You need to be financially ready. Only invest with your spare cash after accounting for all your necessary expenses. You should have cleared all your high-interest loans such as credit card or personal loans, and have put aside some emergency or contingency funds before you start investing.
What is high interest?
In general, I classify any loan or debt with an interest rate above 7%. This is because most investments are just about able to consistently provide you with 7% returns. Therefore it will only make sense to start investing after using your money to clear your high-interest loans or debt.
Investment can grow but it can also fall in value which means you may actually have less than you have invested in. For most investment to be successful it has to be invested with a long term view. By that, I mean at least over a 5 year period.
Therefore investment has to be from your spare money which is not required in the immediate future to maximize your growth potential. So do ensure that you are financially ready before you start investing.
The second preparation that you need before you start investing is gathering the investment knowledge exactly what you are doing right now.
Having some basic knowledge of investment is vital before you start. For example in stocks and shares, understand how the stock market works, why the volatility, why cycle of recessions, the importance of emotionless investing, some of the basic terminology such as shares, funds, passive or active investing.
In real estate, it is the understanding of the housing market, how to finance deals, how to work out the profitability, and so on. But you have to have a balance between how much knowledge you want to have and how much time you will be spending gathering them.
Many will be learning and analyzing but never taken any action. We call it analysis paralysis. Every professional investor was a beginner investor.
The right time is when you have done your research, have a good understanding of the investment, and be comfortable with the risk involved with it.
How to invest?
The foundation of any successful investment strategy is to have a clear financial goal. If you do not have a goal how do you measure success?
You need to have a target and work towards it. I do not think a goal should be a number or figure on its own. Your financial goals should be from what you want in your life. For example, for buying a dream house, two holidays per year, or retiring at 50 years old.
Establishing a clear goal will assist you in determining how much money you will need, and this should be reflected on the choice of investment, with the potential return you need to be achieving and how long you should be leaving your money invested for.
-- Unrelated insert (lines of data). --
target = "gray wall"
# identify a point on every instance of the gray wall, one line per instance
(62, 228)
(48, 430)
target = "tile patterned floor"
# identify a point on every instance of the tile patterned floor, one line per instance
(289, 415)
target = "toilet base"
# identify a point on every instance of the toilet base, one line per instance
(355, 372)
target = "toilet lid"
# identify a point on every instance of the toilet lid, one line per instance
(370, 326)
By having a goal you will have a clear incentive to work towards, the amount of money required set, the amount of risk you may need to take on, and a time frame for achieving it once you have all these clarified from the start.
The type and proportion of a location to each type of investment will be defined much more easily.
Emotions of Investing:
We are all social animals and expressing emotions is just part and parcel of being a human. Through natural selection or evolution, we have maintained two emotions which were vital for our survival as humans, Fear, and Greed.
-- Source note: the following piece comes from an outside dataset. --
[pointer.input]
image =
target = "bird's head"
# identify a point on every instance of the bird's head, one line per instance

They ensure our survival for many thousands of years. During our evolution, humans that have a heightened fear were quicker to react to dangerous situations and are more likely to survive and reproduce. It is a trait that we have inherited through natural selection.
Similarly, the emotion of greed has been naturally preserved to ensure personal and family survival by denying or defending competitors from obtaining the same opportunities. The huge volatility in the stock market is mainly a result of investors fear and greed.
Unable to overcome and allowing your emotions to govern your investment behavior can cost you a lot of money. First, except we humans have an in-built weakness and get automated, and stick to the long-term investment plan.
Essentially be disciplined, our emotions have no place in investing. If you are interested in understanding how emotions link to poor performing investors, there’s a video that I made that details this human factor in investment.
These are some of the investing fundamentals every investor should know. Remember procrastinating will be costing you money due to inflation.